Computer science sophomore Kevin Kuriachan (right) is a first-generation Aggie.

Even staff members at the University of Texas recognize the significance of earning an Aggie ring.

Friday and Saturday, around 6,000 Aggies in College Station will receive the coveted ring that students can order after successfully completing 90 hours of coursework. According to the Association of Former Students, 40,000 students, friends and family members are expected to attend Aggie Ring Day festivities over the two-day period.

Aerospace engineering junior Hannah Lehman said she first decided to attend A&M when she visited on Aggieland Saturday and noticed how clean the campus was. Her mother went to college in Denmark, and her father works at UT Austin.

She said a contributing factor to her decision to buy an Aggie Ring was her ability to pay for it herself. She wasn’t originally planning on getting a ring, but said during her time at A&M, she began to appreciate the culture and traditions.

“It was definitely something I wouldn’t ask my parents to pay for,” Lehman said. “They’re helping me pay tuition and stuff, and I consider this to be a personal expense. I kind of like the idea of even if I don’t wear it all the time, I’d like to be able to show it to kids or grandkids and give it to someone.”

Hannah’s father, Jeffrey Lehman, is a senior systems administrator in UT’s Department of Geological Science and has worked for the university for the last 25 years. He said some of his friends from high school attended A&M. Now both of his children are pursuing engineering degrees in Aggieland.

“People here could not believe I was letting my kids go to A&M,” Jeffrey said. “I guess it sounded like a cult, but I believed it was a good school.”

Computer science sophomore Kevin Kuriachan is also the first in his family to attend A&M and will receive his ring on Friday night. When initially choosing where to go to college, he also applied to the University of Houston and MIT.

“I don’t think [my parents] see A&M any differently than they would any other college,” Kuriachan said. “To them, [an Aggie Ring] doesn’t really mean anything, but I invited them to my Ring Day, and didn’t think they would say yes because it’s on a Friday night, but they did. Even if they don’t understand it, they’re still supportive.”

Kuriachan said he is currently deciding on where to go to graduate school. He wants to create and improve software after he is done with his schooling.

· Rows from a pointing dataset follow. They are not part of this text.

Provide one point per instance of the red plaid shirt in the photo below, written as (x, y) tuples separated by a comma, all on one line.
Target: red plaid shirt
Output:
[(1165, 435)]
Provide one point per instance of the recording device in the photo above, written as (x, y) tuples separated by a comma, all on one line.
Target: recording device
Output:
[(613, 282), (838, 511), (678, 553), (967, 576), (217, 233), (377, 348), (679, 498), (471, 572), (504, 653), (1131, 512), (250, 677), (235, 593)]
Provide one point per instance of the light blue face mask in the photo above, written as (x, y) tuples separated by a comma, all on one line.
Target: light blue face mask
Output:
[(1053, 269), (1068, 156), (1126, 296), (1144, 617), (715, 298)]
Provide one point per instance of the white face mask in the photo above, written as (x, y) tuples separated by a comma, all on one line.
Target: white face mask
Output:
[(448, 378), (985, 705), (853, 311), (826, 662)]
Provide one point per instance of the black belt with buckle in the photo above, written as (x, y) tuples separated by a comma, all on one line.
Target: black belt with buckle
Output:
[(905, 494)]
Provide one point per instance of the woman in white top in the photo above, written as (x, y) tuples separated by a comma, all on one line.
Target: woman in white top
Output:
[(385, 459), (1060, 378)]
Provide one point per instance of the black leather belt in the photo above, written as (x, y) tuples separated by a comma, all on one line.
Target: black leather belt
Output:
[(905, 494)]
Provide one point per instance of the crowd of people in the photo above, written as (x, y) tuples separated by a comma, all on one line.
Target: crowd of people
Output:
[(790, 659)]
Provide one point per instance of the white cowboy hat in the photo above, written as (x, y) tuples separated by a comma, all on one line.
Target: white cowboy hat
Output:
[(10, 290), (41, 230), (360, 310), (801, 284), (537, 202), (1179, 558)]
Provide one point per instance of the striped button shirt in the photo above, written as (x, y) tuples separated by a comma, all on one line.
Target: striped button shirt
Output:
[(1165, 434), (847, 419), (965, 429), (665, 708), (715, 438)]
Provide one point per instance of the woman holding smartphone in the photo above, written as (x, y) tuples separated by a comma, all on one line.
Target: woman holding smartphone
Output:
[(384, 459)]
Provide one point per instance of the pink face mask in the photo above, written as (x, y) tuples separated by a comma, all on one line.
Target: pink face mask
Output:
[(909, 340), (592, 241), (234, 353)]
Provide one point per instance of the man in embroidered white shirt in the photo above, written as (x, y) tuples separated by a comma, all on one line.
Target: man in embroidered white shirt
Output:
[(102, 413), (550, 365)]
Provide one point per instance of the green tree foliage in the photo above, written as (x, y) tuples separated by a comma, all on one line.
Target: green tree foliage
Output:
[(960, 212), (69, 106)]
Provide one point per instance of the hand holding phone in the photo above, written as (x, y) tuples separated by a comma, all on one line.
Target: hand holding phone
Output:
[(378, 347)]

“I think [having a ring] is nice because if I’m not in College Station and I’m back in Houston, it helps you connect with people,” Kuriachan said. “Even before getting my ring, I’ve noticed whenever I see other people outside of College Station with an A&M shirt on, I get really excited because you know these are my people.”

Jeffrey Lehman said that although his father got a ring from Purdue University, he never felt that sentimental about college himself.

“It all feels kind of foreign to me, but I am very proud of her and think it may be even more special to her since she worked to save the money as well as worked hard in school to get to this point,” Jeffrey said. “She is proud of her school, and I am proud of her.”